È bastata la presenza di quest’uomo onesto, luminosa e chiara, a dissipare le nebbie: di fronte al suo esempio tutte le retoriche e tutte le accortezze dei rinascenti parlamentarismi hanno, alla fine, dovuto tacere. Troppo lunga una crisi durata due mesi? Ma due mesi non sono stati troppi se sono bastati, senza nuovi scontri, a darci la certezza della repubblica. Tutti i fumi asfissianti si sono dileguati, come avviene per certi congegni a base di ozono, che misteriosamente, appena messi in una stanza, rendono l’aria respirabile e pura.

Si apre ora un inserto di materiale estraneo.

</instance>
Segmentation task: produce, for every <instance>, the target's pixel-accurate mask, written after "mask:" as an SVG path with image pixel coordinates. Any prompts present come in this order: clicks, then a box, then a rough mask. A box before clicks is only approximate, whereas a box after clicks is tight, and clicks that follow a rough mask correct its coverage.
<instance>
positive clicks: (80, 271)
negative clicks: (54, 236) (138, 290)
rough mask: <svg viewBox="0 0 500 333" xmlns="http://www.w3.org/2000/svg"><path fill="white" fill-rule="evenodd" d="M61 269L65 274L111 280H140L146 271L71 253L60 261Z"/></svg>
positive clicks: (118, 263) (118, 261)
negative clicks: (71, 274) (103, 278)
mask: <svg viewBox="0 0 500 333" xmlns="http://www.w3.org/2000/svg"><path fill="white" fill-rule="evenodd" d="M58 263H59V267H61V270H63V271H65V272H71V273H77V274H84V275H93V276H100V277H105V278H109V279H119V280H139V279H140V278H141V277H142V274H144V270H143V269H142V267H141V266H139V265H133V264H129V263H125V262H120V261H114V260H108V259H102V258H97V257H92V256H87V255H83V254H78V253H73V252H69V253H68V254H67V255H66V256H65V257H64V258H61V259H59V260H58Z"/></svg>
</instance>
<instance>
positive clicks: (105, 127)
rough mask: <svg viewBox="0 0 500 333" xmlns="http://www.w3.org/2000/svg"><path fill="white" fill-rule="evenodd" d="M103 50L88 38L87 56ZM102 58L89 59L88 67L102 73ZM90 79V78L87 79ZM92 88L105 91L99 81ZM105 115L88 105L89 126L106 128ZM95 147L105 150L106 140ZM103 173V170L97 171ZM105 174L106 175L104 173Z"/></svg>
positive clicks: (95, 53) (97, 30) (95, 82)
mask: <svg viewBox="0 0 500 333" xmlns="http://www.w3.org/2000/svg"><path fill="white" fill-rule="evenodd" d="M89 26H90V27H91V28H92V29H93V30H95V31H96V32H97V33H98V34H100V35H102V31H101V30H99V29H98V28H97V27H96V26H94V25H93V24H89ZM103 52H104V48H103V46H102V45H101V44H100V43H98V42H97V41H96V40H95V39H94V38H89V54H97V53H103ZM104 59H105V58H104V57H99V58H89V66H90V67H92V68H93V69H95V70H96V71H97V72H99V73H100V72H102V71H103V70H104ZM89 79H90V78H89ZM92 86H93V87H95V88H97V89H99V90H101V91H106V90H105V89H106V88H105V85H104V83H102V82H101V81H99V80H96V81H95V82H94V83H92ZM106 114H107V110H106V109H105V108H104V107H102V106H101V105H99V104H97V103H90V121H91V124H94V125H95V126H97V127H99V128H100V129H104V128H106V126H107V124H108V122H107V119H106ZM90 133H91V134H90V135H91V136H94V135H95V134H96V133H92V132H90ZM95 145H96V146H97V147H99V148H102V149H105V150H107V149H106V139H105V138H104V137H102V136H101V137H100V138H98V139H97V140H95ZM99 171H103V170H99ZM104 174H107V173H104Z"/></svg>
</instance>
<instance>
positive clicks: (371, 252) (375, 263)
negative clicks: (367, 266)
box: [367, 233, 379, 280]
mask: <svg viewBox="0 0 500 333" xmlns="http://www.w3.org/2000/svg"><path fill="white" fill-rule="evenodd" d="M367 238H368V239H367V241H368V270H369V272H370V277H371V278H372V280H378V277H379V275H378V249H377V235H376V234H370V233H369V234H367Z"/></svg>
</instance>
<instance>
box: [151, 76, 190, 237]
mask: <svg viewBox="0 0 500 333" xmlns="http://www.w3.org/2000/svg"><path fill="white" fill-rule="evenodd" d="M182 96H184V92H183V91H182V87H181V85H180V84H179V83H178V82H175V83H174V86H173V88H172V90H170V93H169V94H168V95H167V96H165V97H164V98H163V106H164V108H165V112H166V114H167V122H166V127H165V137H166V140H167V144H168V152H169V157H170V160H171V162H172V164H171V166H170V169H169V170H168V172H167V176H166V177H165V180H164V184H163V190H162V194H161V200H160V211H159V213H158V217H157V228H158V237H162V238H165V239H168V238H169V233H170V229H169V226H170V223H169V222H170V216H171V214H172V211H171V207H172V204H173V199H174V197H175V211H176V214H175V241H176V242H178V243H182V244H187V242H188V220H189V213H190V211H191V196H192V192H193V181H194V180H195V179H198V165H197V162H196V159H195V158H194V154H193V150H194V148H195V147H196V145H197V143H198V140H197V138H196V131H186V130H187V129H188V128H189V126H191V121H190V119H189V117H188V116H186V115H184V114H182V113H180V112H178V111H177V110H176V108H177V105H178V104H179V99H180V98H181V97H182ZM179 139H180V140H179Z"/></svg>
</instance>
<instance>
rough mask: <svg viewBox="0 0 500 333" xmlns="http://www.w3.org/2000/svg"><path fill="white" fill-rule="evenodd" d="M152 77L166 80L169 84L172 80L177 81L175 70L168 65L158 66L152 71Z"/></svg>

Per nostra fortuna il fascismo non è riuscito ad ucciderli tutti, gli uomini come Parri. Da uno che ne hanno assassinato, ne sono nati cento. E basteranno quelli che sono rimasti a rinnovare l’Italia. Ognuno nella sua cerchia, anche modesta: alla testa del governo o alla testa di un’officina; su una cattedra o in oscuro impiego. Questo è l’essenziale: la buona fede, la serietà, l’impegno morale; la coerenza nelle piccole cose e nelle grandi tra il pensiero e l’azione.
Ma questa non è una novità. Lo insegnava Giuseppe Mazzini: che, come tutti dovrebbero sapere, non ha mai disperato degli italiani.